Difficulties of this kind appear whenever one seeks to explain the essential character of a group.

The bond that has united the Jews for thousands of years and that unites them today is, above all, the democratic ideal of social justice, coupled with the ideal of mutual aid and tolerance among all men. Even the most ancient religious scriptures of the Jews are steeped in these social ideals, which have powerfully affected Christianity and Mohammedanism and have had a benign influence upon the social structure of a great part of mankind. The introduction of a weekly day of rest should be remembered here—a profound blessing to all mankind. Personalities such as Moses, Spinoza and Karl Marx, dissimilar as they may be, all lived and sacrificed themselves for the ideal of social justice; and it was the tradition of their forefathers that led them on this thorny path. The unique accomplishments of the Jews in the field of philanthropy spring from the same source.

The second characteristic trait of Jewish tradition is the high regard in which it holds every form of intellectual aspiration and spiritual effort. I am convinced that this great respect for intellectual striving is solely responsible for the contributions that the Jews have made toward the progress of knowledge, in the broadest sense of the term. In view of their relatively small number and the considerable external obstacles constantly placed in their way on all sides, the extent of those contributions deserves the admiration of all sincere men. I am convinced that this is not due to any special wealth of endowment, but to the fact that the esteem in which intellectual accomplishment is held among the Jews creates an atmosphere particularly favorable to the development of any talents that may exist. At the same time a strong critical spirit prevents blind obeisance to any mortal authority.
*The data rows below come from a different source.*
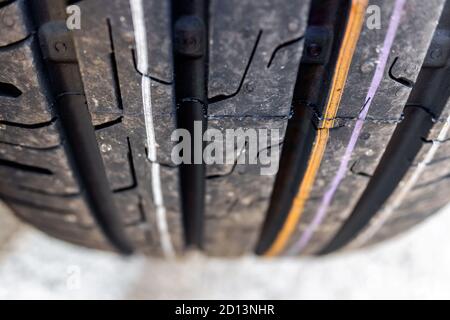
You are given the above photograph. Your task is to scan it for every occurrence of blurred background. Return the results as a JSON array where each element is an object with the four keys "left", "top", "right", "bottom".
[{"left": 0, "top": 200, "right": 450, "bottom": 299}]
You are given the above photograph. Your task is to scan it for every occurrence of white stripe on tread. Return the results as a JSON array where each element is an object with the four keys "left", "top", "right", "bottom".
[{"left": 130, "top": 0, "right": 175, "bottom": 257}]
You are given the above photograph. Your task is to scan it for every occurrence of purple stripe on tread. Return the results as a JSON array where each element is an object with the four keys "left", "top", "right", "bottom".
[{"left": 289, "top": 0, "right": 406, "bottom": 254}]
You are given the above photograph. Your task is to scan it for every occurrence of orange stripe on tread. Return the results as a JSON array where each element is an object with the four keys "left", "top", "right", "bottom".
[{"left": 264, "top": 0, "right": 368, "bottom": 257}]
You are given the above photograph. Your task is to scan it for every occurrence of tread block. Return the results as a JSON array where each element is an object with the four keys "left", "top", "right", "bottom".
[{"left": 0, "top": 38, "right": 53, "bottom": 124}]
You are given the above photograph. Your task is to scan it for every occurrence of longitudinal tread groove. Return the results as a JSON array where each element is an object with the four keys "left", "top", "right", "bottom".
[{"left": 0, "top": 0, "right": 450, "bottom": 257}]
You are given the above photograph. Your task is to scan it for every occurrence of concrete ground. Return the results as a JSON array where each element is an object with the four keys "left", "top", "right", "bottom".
[{"left": 0, "top": 200, "right": 450, "bottom": 299}]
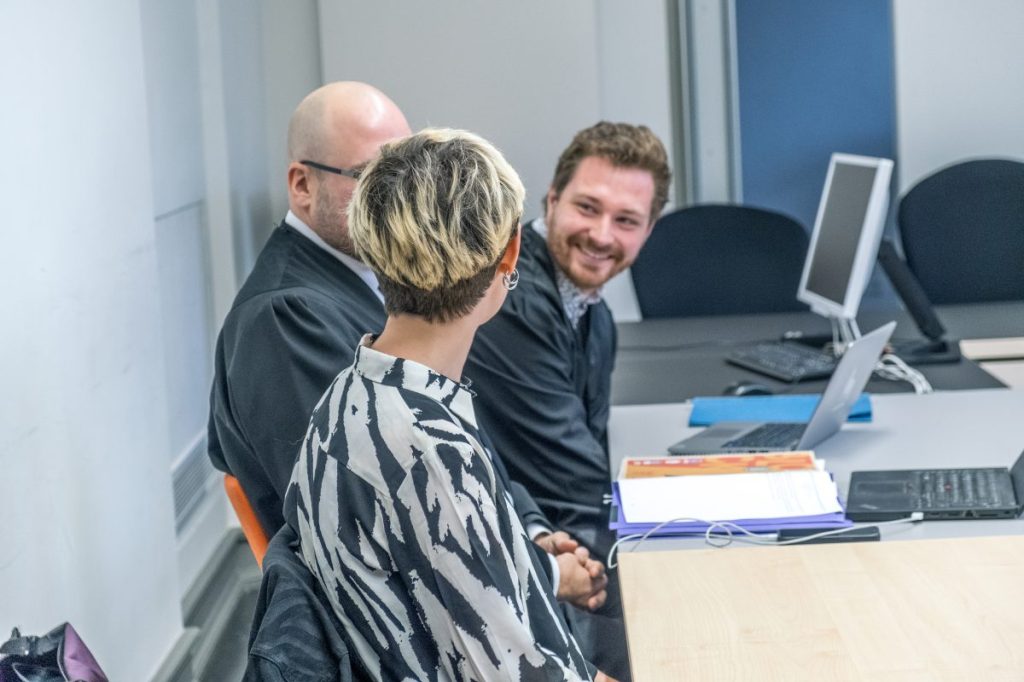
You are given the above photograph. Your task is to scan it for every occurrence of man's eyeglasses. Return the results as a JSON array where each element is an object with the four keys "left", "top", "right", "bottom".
[{"left": 299, "top": 161, "right": 362, "bottom": 180}]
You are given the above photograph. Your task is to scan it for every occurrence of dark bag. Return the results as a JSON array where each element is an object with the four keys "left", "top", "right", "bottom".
[{"left": 0, "top": 623, "right": 109, "bottom": 682}]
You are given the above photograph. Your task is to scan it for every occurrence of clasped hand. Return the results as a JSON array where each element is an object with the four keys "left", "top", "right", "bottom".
[{"left": 534, "top": 530, "right": 608, "bottom": 611}]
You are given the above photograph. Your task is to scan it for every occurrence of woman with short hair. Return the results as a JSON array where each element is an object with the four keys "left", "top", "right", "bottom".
[{"left": 286, "top": 129, "right": 589, "bottom": 680}]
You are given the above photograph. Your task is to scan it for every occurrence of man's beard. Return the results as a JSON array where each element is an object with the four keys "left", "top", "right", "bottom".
[{"left": 310, "top": 191, "right": 357, "bottom": 258}]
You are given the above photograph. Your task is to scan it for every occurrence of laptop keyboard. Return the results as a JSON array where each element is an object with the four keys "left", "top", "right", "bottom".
[
  {"left": 726, "top": 341, "right": 837, "bottom": 382},
  {"left": 918, "top": 469, "right": 1007, "bottom": 509},
  {"left": 725, "top": 422, "right": 807, "bottom": 447}
]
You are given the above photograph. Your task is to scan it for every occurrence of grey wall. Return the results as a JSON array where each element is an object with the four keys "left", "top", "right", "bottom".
[
  {"left": 893, "top": 0, "right": 1024, "bottom": 191},
  {"left": 0, "top": 0, "right": 181, "bottom": 680}
]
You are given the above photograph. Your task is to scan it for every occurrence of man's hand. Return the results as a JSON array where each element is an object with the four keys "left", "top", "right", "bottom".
[
  {"left": 555, "top": 547, "right": 608, "bottom": 611},
  {"left": 534, "top": 530, "right": 580, "bottom": 556}
]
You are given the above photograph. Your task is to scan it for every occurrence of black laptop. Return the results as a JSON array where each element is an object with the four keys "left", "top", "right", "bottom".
[{"left": 846, "top": 453, "right": 1024, "bottom": 521}]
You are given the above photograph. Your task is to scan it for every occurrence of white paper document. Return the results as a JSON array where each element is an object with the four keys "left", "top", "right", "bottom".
[{"left": 618, "top": 470, "right": 843, "bottom": 523}]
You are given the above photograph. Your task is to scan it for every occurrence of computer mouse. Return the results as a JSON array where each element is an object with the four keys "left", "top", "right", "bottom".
[{"left": 722, "top": 381, "right": 775, "bottom": 397}]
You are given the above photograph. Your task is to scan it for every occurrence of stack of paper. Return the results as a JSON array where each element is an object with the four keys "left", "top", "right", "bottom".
[{"left": 610, "top": 453, "right": 850, "bottom": 535}]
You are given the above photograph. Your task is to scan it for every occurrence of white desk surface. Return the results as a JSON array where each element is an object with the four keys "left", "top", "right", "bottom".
[{"left": 608, "top": 389, "right": 1024, "bottom": 549}]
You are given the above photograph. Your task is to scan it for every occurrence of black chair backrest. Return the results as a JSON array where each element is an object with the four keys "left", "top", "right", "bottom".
[
  {"left": 631, "top": 205, "right": 809, "bottom": 317},
  {"left": 898, "top": 159, "right": 1024, "bottom": 303}
]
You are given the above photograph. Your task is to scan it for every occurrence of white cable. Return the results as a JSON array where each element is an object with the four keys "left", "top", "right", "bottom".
[
  {"left": 874, "top": 353, "right": 935, "bottom": 394},
  {"left": 606, "top": 512, "right": 925, "bottom": 568}
]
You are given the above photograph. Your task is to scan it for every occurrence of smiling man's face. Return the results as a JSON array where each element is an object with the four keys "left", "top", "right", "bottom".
[{"left": 545, "top": 157, "right": 654, "bottom": 293}]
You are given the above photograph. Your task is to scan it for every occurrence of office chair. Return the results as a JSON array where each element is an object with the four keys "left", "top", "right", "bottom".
[
  {"left": 224, "top": 474, "right": 269, "bottom": 568},
  {"left": 631, "top": 205, "right": 809, "bottom": 317},
  {"left": 898, "top": 159, "right": 1024, "bottom": 303}
]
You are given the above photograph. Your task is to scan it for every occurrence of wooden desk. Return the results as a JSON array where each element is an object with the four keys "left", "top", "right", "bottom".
[
  {"left": 609, "top": 389, "right": 1024, "bottom": 682},
  {"left": 608, "top": 388, "right": 1024, "bottom": 540},
  {"left": 620, "top": 536, "right": 1024, "bottom": 682}
]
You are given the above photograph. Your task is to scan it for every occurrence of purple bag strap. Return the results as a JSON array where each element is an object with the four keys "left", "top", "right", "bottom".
[{"left": 57, "top": 623, "right": 110, "bottom": 682}]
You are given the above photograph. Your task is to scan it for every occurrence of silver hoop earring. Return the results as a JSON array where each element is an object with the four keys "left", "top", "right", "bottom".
[{"left": 502, "top": 268, "right": 519, "bottom": 291}]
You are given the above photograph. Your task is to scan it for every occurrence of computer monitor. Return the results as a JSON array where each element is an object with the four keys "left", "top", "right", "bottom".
[{"left": 797, "top": 154, "right": 893, "bottom": 321}]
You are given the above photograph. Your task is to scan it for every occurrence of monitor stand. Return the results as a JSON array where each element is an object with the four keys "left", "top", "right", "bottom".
[
  {"left": 782, "top": 315, "right": 860, "bottom": 357},
  {"left": 879, "top": 240, "right": 961, "bottom": 365}
]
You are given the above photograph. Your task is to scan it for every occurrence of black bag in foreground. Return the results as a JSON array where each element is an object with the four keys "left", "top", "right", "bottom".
[{"left": 0, "top": 623, "right": 109, "bottom": 682}]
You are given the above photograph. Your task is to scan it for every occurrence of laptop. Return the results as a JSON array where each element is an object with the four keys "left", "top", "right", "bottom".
[
  {"left": 846, "top": 446, "right": 1024, "bottom": 521},
  {"left": 669, "top": 322, "right": 896, "bottom": 455}
]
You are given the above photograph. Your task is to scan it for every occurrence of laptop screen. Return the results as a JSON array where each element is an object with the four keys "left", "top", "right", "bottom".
[{"left": 1010, "top": 452, "right": 1024, "bottom": 513}]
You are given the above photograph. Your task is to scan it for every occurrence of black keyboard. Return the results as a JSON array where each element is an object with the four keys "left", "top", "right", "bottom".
[
  {"left": 725, "top": 422, "right": 807, "bottom": 450},
  {"left": 725, "top": 341, "right": 837, "bottom": 382},
  {"left": 918, "top": 469, "right": 1014, "bottom": 509}
]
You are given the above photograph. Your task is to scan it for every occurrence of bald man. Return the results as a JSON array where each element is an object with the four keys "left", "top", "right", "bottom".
[
  {"left": 209, "top": 82, "right": 605, "bottom": 593},
  {"left": 209, "top": 82, "right": 410, "bottom": 534}
]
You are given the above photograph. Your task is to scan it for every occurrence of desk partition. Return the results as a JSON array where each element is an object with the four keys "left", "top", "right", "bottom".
[{"left": 611, "top": 301, "right": 1024, "bottom": 404}]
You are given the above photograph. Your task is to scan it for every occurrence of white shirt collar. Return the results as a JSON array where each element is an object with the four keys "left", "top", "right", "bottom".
[
  {"left": 534, "top": 217, "right": 603, "bottom": 329},
  {"left": 285, "top": 211, "right": 384, "bottom": 301}
]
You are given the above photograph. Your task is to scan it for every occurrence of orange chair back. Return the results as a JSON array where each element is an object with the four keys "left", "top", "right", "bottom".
[{"left": 224, "top": 474, "right": 270, "bottom": 568}]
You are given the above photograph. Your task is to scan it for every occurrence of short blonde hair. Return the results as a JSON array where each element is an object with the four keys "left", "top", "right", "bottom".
[{"left": 348, "top": 128, "right": 525, "bottom": 322}]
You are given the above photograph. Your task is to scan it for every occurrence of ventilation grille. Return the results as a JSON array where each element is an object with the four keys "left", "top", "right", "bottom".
[{"left": 171, "top": 431, "right": 217, "bottom": 536}]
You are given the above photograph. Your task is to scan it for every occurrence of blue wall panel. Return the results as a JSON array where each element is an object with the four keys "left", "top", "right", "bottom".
[{"left": 735, "top": 0, "right": 896, "bottom": 229}]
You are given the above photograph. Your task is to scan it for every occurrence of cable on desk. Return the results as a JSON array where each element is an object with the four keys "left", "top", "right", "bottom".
[
  {"left": 606, "top": 512, "right": 925, "bottom": 568},
  {"left": 874, "top": 353, "right": 935, "bottom": 395}
]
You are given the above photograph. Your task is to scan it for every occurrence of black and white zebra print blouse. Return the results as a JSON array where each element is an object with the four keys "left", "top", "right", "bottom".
[{"left": 286, "top": 336, "right": 588, "bottom": 681}]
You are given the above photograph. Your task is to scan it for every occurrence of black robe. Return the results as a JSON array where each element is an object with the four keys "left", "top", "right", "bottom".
[
  {"left": 208, "top": 222, "right": 550, "bottom": 536},
  {"left": 466, "top": 225, "right": 615, "bottom": 557}
]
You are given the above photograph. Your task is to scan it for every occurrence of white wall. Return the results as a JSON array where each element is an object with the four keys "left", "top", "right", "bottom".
[
  {"left": 893, "top": 0, "right": 1024, "bottom": 193},
  {"left": 319, "top": 0, "right": 672, "bottom": 319},
  {"left": 0, "top": 0, "right": 181, "bottom": 680},
  {"left": 261, "top": 0, "right": 324, "bottom": 221}
]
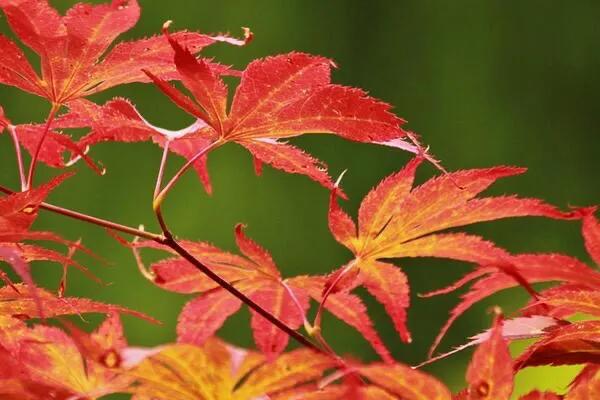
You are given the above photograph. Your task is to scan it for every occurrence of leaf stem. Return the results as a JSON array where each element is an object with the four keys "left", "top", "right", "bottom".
[
  {"left": 25, "top": 103, "right": 60, "bottom": 190},
  {"left": 7, "top": 125, "right": 27, "bottom": 191},
  {"left": 313, "top": 260, "right": 356, "bottom": 330},
  {"left": 0, "top": 185, "right": 165, "bottom": 243},
  {"left": 152, "top": 140, "right": 171, "bottom": 200},
  {"left": 163, "top": 237, "right": 328, "bottom": 354},
  {"left": 153, "top": 138, "right": 224, "bottom": 210}
]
I have confined myself here to these two traditional traits, which seem to me the most basic. These standards and ideals find expression in small things as in large. They are transmitted from parents to children; they color conversation and judgment among friends; they fill the religious scriptures; and they give to the community life of the group its characteristic stamp. It is in these distinctive ideals that I see the essence of Jewish nature. That these ideals are but imperfectly realized in the group—in its actual everyday life—is only natural. However, if one seeks to give brief expression to the essential character of a group, the approach must always be by the way of the ideal.

Where Oppression Is a Stimulus

 

In the foregoing I have conceived of Judaism as a community of tradition. Both friend and foe, on the other hand, have often asserted that the Jews represent a race; that their characteristic behavior is the result of innate qualities transmitted by
heredity
from one generation to the next. This opinion gains weight from the fact that the Jews for thousands of years have predominantly married within their own group. Such a custom may indeed
preserve
a homogeneous race—if it existed originally; it cannot
produce
uniformity of the race—if there was originally a racial intermixture. The Jews, however, are beyond doubt a mixed race, just as are all other groups of our civilization. Sincere anthropologists are agreed on this point; assertions to the contrary all belong to the field of political propaganda and must be rated accordingly.

Perhaps even more than on its own tradition, the Jewish group has thrived on oppression and on the antagonism it has forever met in the world. Here undoubtedly lies one of the main reasons for its continued existence through so many thousands of years.

The Jewish group, which we have briefly characterized in the foregoing, embraces about sixteen million people—less than one per cent of mankind, or about half as many as the population of present-day Poland. Their significance as a political factor is negligible. They are scattered over almost the entire earth and are in no way organized as a whole—which means that they are incapable of concerted action of any kind.